Banking: Steadily Moving Forward #

Banking and telecommunications are very similar industries, but banks tend to have more conservative strategies. Banks have not pushed for a vigorous “IOE” movement internally, so they have always used traditional databases like Oracle and DB2 in the OLTP domain.

It wasn’t until about five years ago that significant changes were made to the IT architecture of banks. For example, Industrial and Commercial Bank of China (ICBC), a benchmark in the industry, implemented a large-scale architecture transformation in 2018, with research and pilot work conducted in earlier years, around 2016-2017. At that time, commercial NewSQL databases had just been launched, but the demanding requirements of financial scenarios meant that banks were unlikely to be the first to adopt them. Instead, a combination of “distributed middleware + open source monolithic database” became more popular, with the anticipation that the successor to this combination, a PGXC-style distributed database, would eventually emerge.

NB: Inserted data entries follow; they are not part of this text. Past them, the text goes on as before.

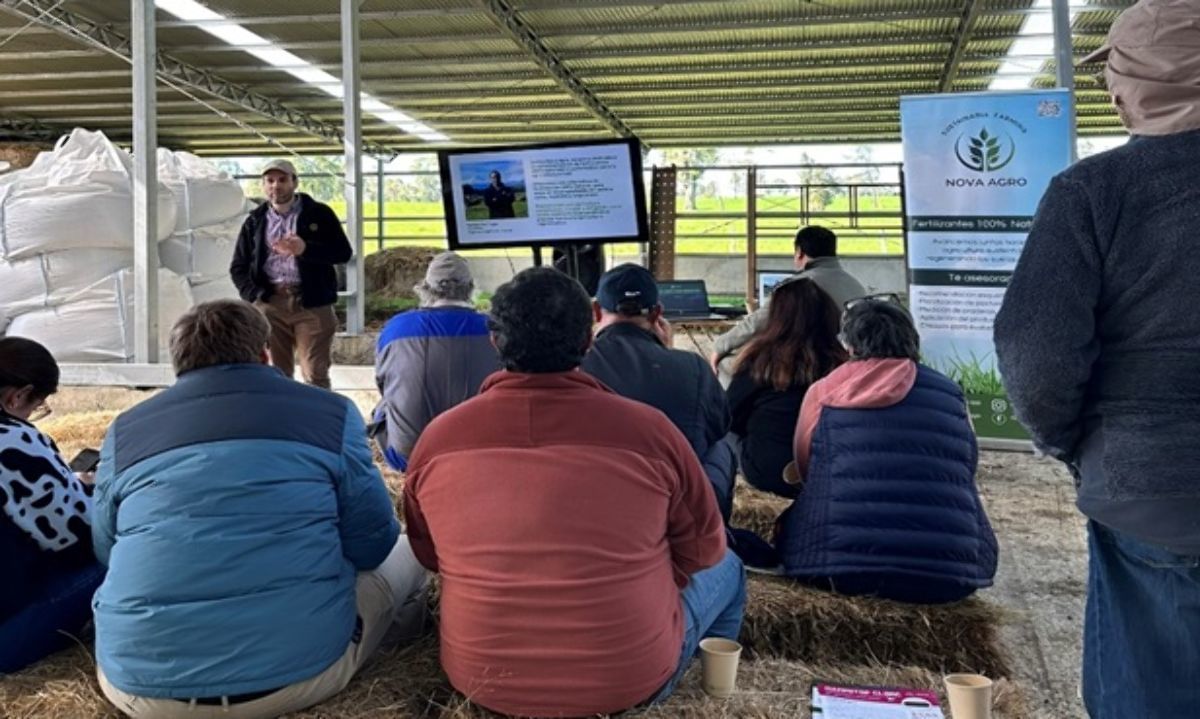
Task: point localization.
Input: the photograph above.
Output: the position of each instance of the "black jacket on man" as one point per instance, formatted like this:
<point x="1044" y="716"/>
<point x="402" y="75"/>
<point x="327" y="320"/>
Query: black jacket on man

As a result, ICBC chose the combination of the open-source DBLE and MySQL. MySQL was chosen because of its wide prevalence, and DBLE was chosen because it was developed based on MyCat, an open-source database. Since MyCat had already been widely used, this gave DBLE an advantage. This model was well-implemented within ICBC, resulting in a MySQL cluster with thousands of nodes. Although it may seem conservative on the surface, the telecommunications industry had already begun implementing the PGXC architecture during the same period. ICBC, along with the entire banking industry, also embarked on the path of “going IOE.” It can be expected that the entire industry is also moving towards NewSQL databases. Furthermore, ICBC has announced a collaboration with OceanBase, indicating that the wave of NewSQL transformation in the industry is imminent.

In contrast to the relatively plain application of OLTP technology, ICBC’s technological innovation in OLAP is remarkable. During the same period, ICBC, in collaboration with Huawei, successfully developed GaussDB 200 and put it into production. This database was benchmarked against foreign OLAP databases such as Teradata and Greenplum. With the support of ICBC’s case, many other banks are planning to or are already using this product to replace Teradata.

Summary #

In this extra content, I have summarized several key industries’ use of distributed databases, especially OLTP databases. From these cases, we can observe some commonalities:

  1. The development progression goes from standalone databases to middleware to NewSQL, and even the e-commerce sector has started to adopt cloud computing.
  2. Each industry develops based on its own characteristics. Although they have all gone through these stages, there is some technological lag between them.
  3. Early adopters in one industry have driven other industries, especially the technology in the e-commerce sector, which has been utilized by other industries for collaborative development.
  4. The rise of domestic databases: In recent years, we can see the presence of domestic manufacturers in the procurement of new-architecture NewSQL databases. This is partly due to the policy support of state-owned enterprises such as telecommunications and banks, and also because the progress of domestic databases is widely recognized.

These three representative industries outline the development of distributed databases in China. I hope you can gain valuable insights from their development trajectory and apply distributed databases to your work and studies.